I assure you, this is a very different person that I used to be in the past. If a situation could have been over-analyzed, I'd be sure to put my Virgo sensibilities right on that shit and worry it like a dog with a bone.
But the problem is, this relaxed attitude gives me a bit of power. I often don't realize that I wield that power until far too late, and after feelings have been hurt.
In other words, in dating, I've become a dude. And I'm not sure how I feel about that.
Many, many of my smart, determined sisters have paved this path before me, fighting so that I could even know that I had the option to date a little like a dude. But to be sitting on the other side of the fence now...to have acted masculine, but to still feel feminine...well, that feels a bit like a conundrum.
Because it's hard realizing when you've unintentionally hurt someone. At least, for me it is. And it's hard knowing that I wouldn't (...or couldn't?) necessarily do anything differently to lead to the outcome of hurt feelings. And then it's hard because I wonder about the cost of my power, and I hope that it's worth it.

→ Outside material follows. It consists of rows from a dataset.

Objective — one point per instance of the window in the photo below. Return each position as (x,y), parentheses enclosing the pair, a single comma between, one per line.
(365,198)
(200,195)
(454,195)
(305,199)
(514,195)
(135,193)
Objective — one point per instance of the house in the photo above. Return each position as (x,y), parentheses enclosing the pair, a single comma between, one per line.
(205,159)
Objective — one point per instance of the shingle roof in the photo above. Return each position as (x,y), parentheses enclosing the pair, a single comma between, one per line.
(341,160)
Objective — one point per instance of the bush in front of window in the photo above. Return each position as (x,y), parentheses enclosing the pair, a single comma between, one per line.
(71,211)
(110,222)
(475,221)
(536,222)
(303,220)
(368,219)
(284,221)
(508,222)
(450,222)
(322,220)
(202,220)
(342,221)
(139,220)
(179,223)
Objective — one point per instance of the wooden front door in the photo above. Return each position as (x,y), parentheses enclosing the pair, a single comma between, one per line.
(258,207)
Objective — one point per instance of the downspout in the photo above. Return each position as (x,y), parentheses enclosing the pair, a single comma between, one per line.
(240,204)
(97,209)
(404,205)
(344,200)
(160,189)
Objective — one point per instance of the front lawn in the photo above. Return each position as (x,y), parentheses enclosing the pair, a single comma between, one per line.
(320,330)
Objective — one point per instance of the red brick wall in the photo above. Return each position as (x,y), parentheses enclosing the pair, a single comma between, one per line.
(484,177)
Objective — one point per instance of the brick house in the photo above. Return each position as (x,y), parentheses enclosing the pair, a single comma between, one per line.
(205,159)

I think...well, I do think it's worth it. At least, at this point in my life I think so. There is something to be said for moving through your days knowing that the buck rests with nobody else but you, that your future is entirely in your own hands. I know we often say these things to ourselves, or hear them elsewhere...but to believe it? Well, it's a whole 'nother level.
I'm pretty sure I like this level. For now.